There will be no deadline for registration of information officers and deputy information officers, meaning that no responsible party will be held liable for not registering by 30 June under the Protection of Personal Information Act (Popia).
In a statement released on Tuesday, the Information Regulator said this decision follows technical glitches with the registration portal and numerous concerns raised by responsible parties regarding the registration process.
“The regulator is currently looking into alternative registration processes and will communicate this in due course. We understand that our portal malfunctioning has caused a lot of anxiety and panic and for that we really do apologise,” Information Regulator chairwoman Pansy Tlakula said.
The registration of a CEO as an information officer for multiple legal entities has been taken into consideration and it will be permissible. The registration portal is currently being configured to accommodate these changes. When the registration portal has been updated, it will be announced.
“Popia enforcement powers as promulgated by the President of South Africa in June 2020 will still be coming into effect as of 1 July 2021. The Information Regulator had thus afforded responsible parties a one-year grace period to be compliant with Popia.”
“For responsible parties to be compliant with Popia, they are required among many actions to appoint and register their information officers with the Information Regulator and apply for ‘prior authorisation’ before processing personal information,” the regulator said.
There has been an exponential increase for engagement from responsible parties with the regulator.

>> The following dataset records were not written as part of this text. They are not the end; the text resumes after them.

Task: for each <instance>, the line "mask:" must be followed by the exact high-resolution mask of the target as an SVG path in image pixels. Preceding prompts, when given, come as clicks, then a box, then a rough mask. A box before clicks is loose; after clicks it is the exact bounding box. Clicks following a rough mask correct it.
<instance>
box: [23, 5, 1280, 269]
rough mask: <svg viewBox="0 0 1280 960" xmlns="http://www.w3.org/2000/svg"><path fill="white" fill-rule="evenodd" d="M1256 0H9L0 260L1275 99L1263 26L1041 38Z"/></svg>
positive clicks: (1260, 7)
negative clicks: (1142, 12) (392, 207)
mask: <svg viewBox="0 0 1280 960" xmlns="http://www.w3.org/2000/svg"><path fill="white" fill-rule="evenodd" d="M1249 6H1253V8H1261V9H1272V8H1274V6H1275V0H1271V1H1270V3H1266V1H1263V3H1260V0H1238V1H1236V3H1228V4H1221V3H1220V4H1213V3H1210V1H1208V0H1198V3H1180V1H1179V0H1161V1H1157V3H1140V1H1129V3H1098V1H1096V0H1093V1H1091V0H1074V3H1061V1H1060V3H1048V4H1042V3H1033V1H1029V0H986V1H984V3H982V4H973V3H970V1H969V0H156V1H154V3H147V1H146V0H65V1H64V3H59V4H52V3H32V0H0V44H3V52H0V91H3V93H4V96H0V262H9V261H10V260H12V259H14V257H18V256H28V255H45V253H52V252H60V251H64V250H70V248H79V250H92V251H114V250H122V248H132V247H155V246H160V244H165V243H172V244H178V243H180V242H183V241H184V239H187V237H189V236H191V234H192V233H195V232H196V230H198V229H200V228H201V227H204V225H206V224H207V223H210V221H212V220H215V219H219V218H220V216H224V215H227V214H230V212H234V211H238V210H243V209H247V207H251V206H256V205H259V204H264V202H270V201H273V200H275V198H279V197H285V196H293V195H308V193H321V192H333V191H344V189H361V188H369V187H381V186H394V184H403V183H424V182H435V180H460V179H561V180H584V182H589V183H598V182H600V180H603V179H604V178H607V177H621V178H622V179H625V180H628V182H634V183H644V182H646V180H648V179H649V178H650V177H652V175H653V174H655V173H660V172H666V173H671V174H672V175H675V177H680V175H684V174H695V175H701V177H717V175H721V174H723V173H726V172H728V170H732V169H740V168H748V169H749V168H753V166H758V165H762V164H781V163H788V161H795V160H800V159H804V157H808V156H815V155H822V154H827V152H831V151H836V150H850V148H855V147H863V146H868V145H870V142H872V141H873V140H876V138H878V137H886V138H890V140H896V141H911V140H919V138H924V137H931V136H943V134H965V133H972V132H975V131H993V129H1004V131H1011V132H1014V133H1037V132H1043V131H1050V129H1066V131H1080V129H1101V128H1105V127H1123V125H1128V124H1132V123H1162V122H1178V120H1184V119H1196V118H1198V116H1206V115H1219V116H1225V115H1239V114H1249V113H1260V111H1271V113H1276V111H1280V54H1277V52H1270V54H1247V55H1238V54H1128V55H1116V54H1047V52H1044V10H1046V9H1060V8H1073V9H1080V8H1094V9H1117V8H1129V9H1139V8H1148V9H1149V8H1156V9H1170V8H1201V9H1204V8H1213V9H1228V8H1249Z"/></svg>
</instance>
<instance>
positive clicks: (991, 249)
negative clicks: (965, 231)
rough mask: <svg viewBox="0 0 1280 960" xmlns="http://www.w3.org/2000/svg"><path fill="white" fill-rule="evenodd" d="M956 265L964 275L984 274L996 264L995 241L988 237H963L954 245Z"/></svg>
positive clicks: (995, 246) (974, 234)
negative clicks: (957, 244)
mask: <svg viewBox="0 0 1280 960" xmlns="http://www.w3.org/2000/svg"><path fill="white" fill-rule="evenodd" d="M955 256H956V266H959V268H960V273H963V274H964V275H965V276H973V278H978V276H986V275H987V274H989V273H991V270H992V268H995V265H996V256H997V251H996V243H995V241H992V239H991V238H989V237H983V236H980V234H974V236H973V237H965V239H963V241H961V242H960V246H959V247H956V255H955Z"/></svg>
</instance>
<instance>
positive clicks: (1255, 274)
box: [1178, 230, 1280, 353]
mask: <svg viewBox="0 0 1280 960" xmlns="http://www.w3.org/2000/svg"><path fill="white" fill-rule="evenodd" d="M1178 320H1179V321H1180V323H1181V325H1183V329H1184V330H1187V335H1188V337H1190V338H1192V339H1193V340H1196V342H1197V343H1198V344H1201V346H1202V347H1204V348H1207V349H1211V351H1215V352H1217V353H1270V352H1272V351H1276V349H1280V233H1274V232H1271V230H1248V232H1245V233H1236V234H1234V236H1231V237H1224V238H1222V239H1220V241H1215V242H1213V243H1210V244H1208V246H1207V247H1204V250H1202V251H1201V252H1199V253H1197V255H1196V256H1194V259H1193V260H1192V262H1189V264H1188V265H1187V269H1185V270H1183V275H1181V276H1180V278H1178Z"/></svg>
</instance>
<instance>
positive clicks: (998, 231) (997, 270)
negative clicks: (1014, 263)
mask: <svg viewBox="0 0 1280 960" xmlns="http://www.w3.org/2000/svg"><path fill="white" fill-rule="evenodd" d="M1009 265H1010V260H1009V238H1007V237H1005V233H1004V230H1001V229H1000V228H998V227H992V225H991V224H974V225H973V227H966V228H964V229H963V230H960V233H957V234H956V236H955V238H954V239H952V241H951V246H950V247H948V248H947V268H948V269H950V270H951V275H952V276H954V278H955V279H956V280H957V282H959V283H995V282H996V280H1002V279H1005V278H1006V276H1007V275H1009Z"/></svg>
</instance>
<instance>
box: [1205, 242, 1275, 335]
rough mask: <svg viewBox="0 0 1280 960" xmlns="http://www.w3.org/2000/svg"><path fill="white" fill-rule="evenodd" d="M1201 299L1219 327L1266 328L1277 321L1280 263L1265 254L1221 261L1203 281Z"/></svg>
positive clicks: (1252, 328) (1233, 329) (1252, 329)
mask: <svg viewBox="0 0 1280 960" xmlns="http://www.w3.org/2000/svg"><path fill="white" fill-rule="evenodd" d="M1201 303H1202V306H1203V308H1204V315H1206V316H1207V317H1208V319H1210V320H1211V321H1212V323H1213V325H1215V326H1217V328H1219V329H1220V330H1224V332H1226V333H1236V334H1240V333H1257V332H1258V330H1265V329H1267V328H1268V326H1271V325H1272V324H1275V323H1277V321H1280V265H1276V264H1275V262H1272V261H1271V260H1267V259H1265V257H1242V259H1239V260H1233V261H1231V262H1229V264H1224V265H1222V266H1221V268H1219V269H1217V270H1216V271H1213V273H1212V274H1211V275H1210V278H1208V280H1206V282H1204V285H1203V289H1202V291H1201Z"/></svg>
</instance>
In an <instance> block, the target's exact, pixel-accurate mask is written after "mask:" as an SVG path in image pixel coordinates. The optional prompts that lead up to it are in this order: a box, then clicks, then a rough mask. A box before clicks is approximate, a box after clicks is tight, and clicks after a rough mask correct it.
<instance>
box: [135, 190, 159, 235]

This as the Popia enforcement powers draw closer and are less than 10 days away.
Furthermore, the regulator has extended the applications for prior authorisation in terms section 57 (1) subject to section 58 (2) to 1 February 2022.
Responsible parties must obtain prior authorisation from the regulator prior to any processing of personal information where that responsible party plans to:
- Process any unique identifiers of a data subject;
- Process information on criminal behaviour or on unlawful or objectionable conduct on behalf of third parties;
- Process information for purposes of credit reporting; and
- Transfer special personal information or personal information of children to foreign countries that do not provide an adequate level of protection for processing of personal information.
The Information Regulator as of 30 June will also be taking over the function of the Promotion of Access to Information Act from the South African Human Rights Commission.